ElevenLabs raised $500 million in Series D funding at an $11 billion valuation, led by Sequoia Capital with Andreessen Horowitz and Iconic tripling and quadrupling their positions respectively. Andrew Reed from Sequoia joined the board. The company reached $330 million ARR by the end of 2025, adding roughly $100 million in new annual revenue every few months.

Enterprise voice agents

The growth came from deploying conversational AI agents at scale. ElevenLabs started with text-to-speech and speech-to-text models in 2022, then expanded into music generation and dubbing. The inflection point arrived in 2025 when voice agents began operating in production environments. Deutsche Telekom uses them for customer support. Square and Deliveroo use them to call restaurants and train new riders. Revolut built voice agents serving 4 million European users for customer care. These are real-time, multilingual voice interactions that were operationally impossible a year ago.

ARR trajectory

The company took 20 months to reach $100 million ARR, 10 more months to $200 million, then 5 months to $330 million. Co-founder Mati Staniszewski attributes the acceleration to enterprise focus on latency and reliability, the opposite problem that killed earlier chatbot waves. Between 2015 and 2019, voice agents were vendor bloat imposed on consumers. Now customers request voice interfaces first. The change reflects model quality. When Claude or GPT can reason coherently, callers stop asking to speak to a human.

Product strategy

ElevenLabs is staying anchored to audio and voice while expanding into adjacent areas such as knowledge bases, telephony systems, testing, and monitoring that sharpen the voice experience.

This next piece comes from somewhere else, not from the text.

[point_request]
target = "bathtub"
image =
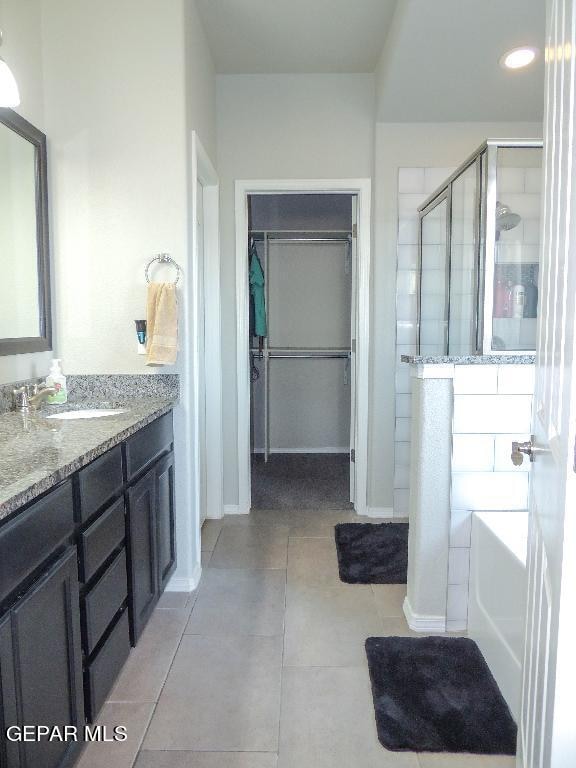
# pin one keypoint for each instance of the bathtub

ElevenLabs Reader, a consumer tool for AI-narrated audiobooks, spans research, enterprise agents, and creative applications. Spotify allows ElevenLabs users to publish AI audiobooks. Audible blocks them unless Amazon created the AI content. That friction may not persist if consumer demand for audio-first content continues.

User education

Reed sees the next phase as teaching people how to use these systems. Most users interact with voice agents as if using a phone tree, unaware these systems can orchestrate across an entire company's capabilities in natural language. Once users see what leading implementations do, adoption patterns could shift rapidly. Ukraine's government deployed a voice agent for citizen services, letting residents call and discover programs they didn't know existed. That use case works as access, not friction.

Market position

In public software, companies are discarding proven models. Private AI-native companies with real revenue and unit economics are outpacing public SaaS expectations. ElevenLabs is the counter-example cited when portfolio companies claim to be AI native. It has the numbers.